Using Partial Dependence Profiles and the Profile Disparity Index to Detect and Address Data Drift in Machine Learning Models.
1,2 Department of Statistics, Eskisehir Technical University
Machine learning (ML) is increasingly being integrated into diverse fields, from healthcare to finance. These applications often involve dynamic production environments where data continuously evolves. This phenomenon, known as data drift, can undermine the performance of ML models, leading them to produce misleading results. data drift arising from these two factors has been classified as virtual concept drift and true concept drift (Celik et al., 2022). Virtual concept drift occurs when the distribution of input data changes over time, but the relationship between predictors and the response remains unchanged. True concept drift occurs when the actual relationship between the predictors and the response changes. However, EXplainable Artificial Intelligence (XAI) tools, as showcased by Biecek & Burzykowski (2021), have emerged as promising solutions. Specifically, the Partial Dependence Profile (PDP) elucidates how predictors influence model predictions, and the Profile Disparity Index (PDI) allows for a comparative analysis of these profiles over time. These tools emphasize the value of understanding and managing data drift in ML models.
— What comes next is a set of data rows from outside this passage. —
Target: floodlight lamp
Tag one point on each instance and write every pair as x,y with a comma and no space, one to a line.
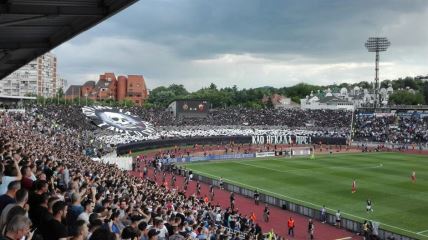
377,44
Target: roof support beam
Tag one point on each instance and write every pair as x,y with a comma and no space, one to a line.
22,20
52,10
24,45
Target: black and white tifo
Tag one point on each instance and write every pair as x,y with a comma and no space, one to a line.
118,120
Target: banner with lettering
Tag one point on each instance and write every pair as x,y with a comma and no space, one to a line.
280,139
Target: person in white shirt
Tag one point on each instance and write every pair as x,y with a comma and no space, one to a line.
11,173
88,207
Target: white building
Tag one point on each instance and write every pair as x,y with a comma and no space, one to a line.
38,77
344,98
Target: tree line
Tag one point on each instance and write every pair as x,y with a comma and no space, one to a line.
160,97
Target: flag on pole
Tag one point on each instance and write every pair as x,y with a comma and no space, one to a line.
354,186
413,176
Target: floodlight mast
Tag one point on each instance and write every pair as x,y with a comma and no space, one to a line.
377,44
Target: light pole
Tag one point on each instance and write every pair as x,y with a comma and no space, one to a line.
377,44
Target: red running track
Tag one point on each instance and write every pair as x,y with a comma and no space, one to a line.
278,216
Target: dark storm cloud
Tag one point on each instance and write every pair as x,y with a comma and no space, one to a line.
163,38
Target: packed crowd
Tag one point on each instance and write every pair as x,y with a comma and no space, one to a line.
246,122
253,117
50,190
209,131
220,122
391,129
292,118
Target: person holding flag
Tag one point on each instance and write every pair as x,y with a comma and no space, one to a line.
253,217
354,186
369,206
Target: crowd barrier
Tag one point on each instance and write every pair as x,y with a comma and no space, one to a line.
170,142
210,157
310,212
123,163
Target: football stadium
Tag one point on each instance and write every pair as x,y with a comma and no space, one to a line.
111,158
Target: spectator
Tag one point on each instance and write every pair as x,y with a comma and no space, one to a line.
56,229
18,228
81,231
9,197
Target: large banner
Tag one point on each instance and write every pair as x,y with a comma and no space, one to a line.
117,120
212,157
280,139
265,154
192,106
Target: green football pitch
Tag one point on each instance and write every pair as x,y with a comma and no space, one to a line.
385,178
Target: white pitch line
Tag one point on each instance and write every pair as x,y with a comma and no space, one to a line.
303,169
303,201
420,233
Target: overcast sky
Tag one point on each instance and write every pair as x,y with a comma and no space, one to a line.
251,43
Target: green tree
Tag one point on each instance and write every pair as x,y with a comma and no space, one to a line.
404,97
60,92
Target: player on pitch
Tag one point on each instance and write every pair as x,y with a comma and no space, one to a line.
413,177
354,186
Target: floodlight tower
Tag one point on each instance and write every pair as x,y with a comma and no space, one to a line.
377,44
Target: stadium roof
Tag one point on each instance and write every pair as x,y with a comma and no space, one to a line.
30,28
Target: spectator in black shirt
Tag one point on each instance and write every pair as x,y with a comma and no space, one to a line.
57,230
10,195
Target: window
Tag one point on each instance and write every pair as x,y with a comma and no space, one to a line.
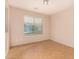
32,25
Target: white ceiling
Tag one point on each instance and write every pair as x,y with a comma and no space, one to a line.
53,6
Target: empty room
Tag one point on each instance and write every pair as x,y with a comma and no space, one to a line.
39,29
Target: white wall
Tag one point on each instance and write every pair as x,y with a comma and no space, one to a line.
62,27
17,27
6,31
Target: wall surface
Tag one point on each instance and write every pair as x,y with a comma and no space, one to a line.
6,31
62,27
17,27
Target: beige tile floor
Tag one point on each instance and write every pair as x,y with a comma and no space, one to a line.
41,50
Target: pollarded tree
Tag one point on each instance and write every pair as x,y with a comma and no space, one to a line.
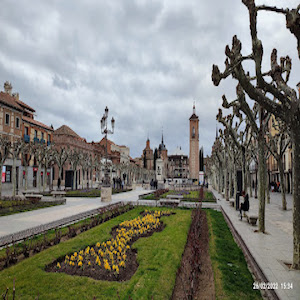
27,155
270,89
60,157
75,157
5,145
39,155
15,151
48,159
277,145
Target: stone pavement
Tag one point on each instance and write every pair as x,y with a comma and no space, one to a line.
269,250
21,221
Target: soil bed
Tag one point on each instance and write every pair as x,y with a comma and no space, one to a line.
196,266
100,273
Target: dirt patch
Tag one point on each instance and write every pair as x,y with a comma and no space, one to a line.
100,273
195,279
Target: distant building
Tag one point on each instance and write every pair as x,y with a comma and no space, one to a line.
148,156
17,122
178,165
194,146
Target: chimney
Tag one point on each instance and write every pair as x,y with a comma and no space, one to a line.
7,87
16,96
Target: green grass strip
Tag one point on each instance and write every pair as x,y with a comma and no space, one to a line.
233,280
159,257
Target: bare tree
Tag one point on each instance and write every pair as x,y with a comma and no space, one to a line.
27,154
60,157
74,158
15,151
48,158
5,145
270,90
277,145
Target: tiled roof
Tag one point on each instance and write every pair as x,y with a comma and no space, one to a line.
10,101
193,116
66,130
25,105
34,122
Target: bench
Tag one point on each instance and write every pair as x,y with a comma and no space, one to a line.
58,194
251,219
35,197
169,202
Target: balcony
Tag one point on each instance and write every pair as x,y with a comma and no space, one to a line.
26,138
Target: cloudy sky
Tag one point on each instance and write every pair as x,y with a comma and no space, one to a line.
148,61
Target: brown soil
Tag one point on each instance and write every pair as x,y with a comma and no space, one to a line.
100,273
204,287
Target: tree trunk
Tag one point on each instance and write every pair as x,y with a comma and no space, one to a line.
26,177
14,171
1,166
39,176
226,185
282,184
262,184
74,179
44,178
296,196
230,180
235,182
267,188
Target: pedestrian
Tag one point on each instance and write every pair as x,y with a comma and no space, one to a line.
244,206
58,183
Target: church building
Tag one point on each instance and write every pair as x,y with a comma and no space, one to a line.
194,146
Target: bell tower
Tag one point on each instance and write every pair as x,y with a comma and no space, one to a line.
194,146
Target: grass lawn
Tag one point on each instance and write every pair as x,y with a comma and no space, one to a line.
10,209
91,192
232,277
159,257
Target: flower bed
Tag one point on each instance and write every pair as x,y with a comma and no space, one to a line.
113,260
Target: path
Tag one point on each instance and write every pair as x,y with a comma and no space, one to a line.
272,249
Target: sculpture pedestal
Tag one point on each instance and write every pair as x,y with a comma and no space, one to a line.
106,193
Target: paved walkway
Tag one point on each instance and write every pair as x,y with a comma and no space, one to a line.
272,249
21,221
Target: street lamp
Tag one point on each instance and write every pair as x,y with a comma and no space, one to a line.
106,131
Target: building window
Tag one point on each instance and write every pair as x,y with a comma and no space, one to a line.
7,119
17,122
6,173
193,132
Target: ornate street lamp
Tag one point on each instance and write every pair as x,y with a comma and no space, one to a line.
106,190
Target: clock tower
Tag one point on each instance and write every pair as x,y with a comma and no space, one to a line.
194,146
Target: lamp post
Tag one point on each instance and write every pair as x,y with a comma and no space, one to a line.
106,188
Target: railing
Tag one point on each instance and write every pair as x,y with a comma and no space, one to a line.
26,138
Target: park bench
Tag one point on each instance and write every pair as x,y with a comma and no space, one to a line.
35,197
58,194
251,219
171,200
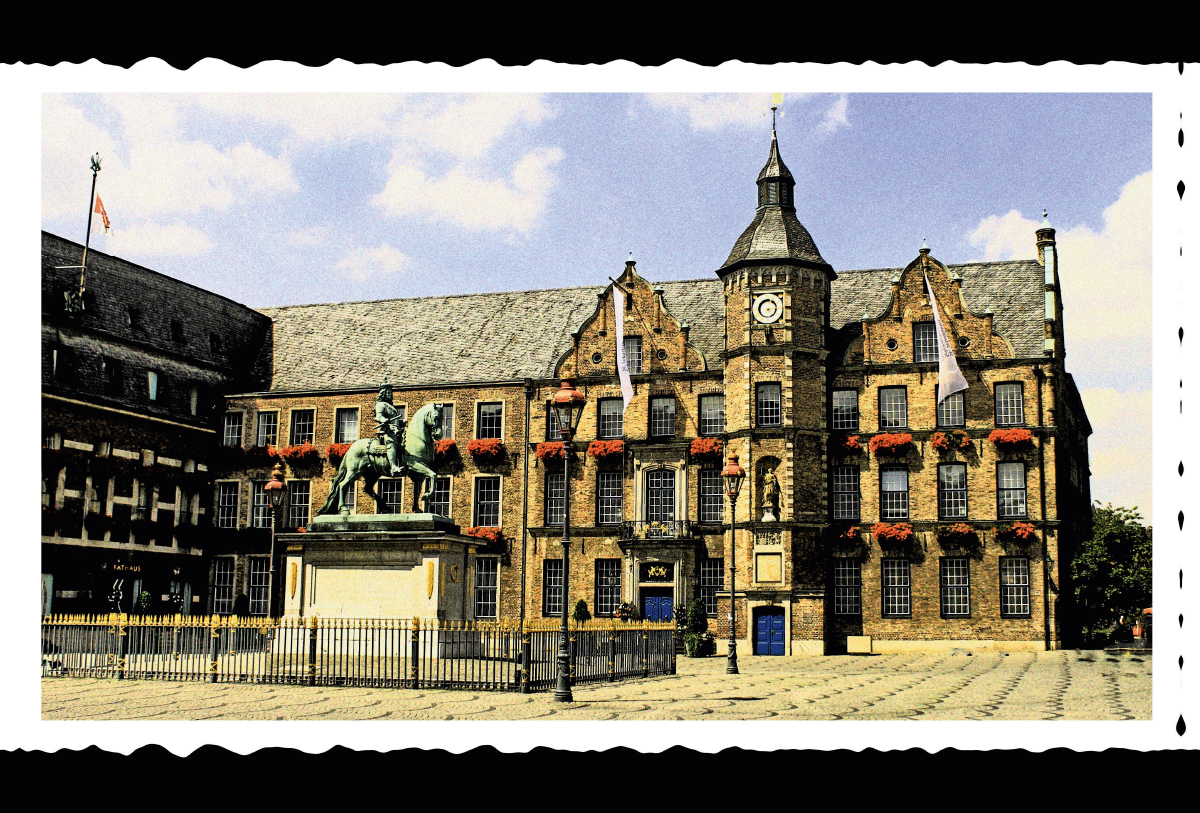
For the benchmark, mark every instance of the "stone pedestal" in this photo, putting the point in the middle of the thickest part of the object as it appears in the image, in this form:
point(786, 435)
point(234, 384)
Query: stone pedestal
point(378, 566)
Data drift refers to the situation where, even though the relationship between \(X\) and \(y\) is well modeled at time \({t_0}\) , the model fails to adequately explain the relationship at any time \({t_i}>0\) due to changes in this relationship.
\[\begin{equation} \exists X: P_{t_0}(y \mid X) \neq P_{t_i}(y \mid X), i>0 \end{equation}\]
Figure 1: Drift Types
The partial dependence profile (PDP) calculates the impact of the variables used in the model on the predicted values, based on their marginal distributions (Biecek & Burzykowski, 2021).
In this context, \(f()\) represents the trained model, and \(x_{\underline{i}}^{j \mid=z}\) indicates the value of the \(j\). variable in the state \(z\). \[ \widehat{g_{P D}^j}(z)=\frac{1}{n} \sum_i^n f\left(\underline{x}_i^{j \mid=z}\right) \]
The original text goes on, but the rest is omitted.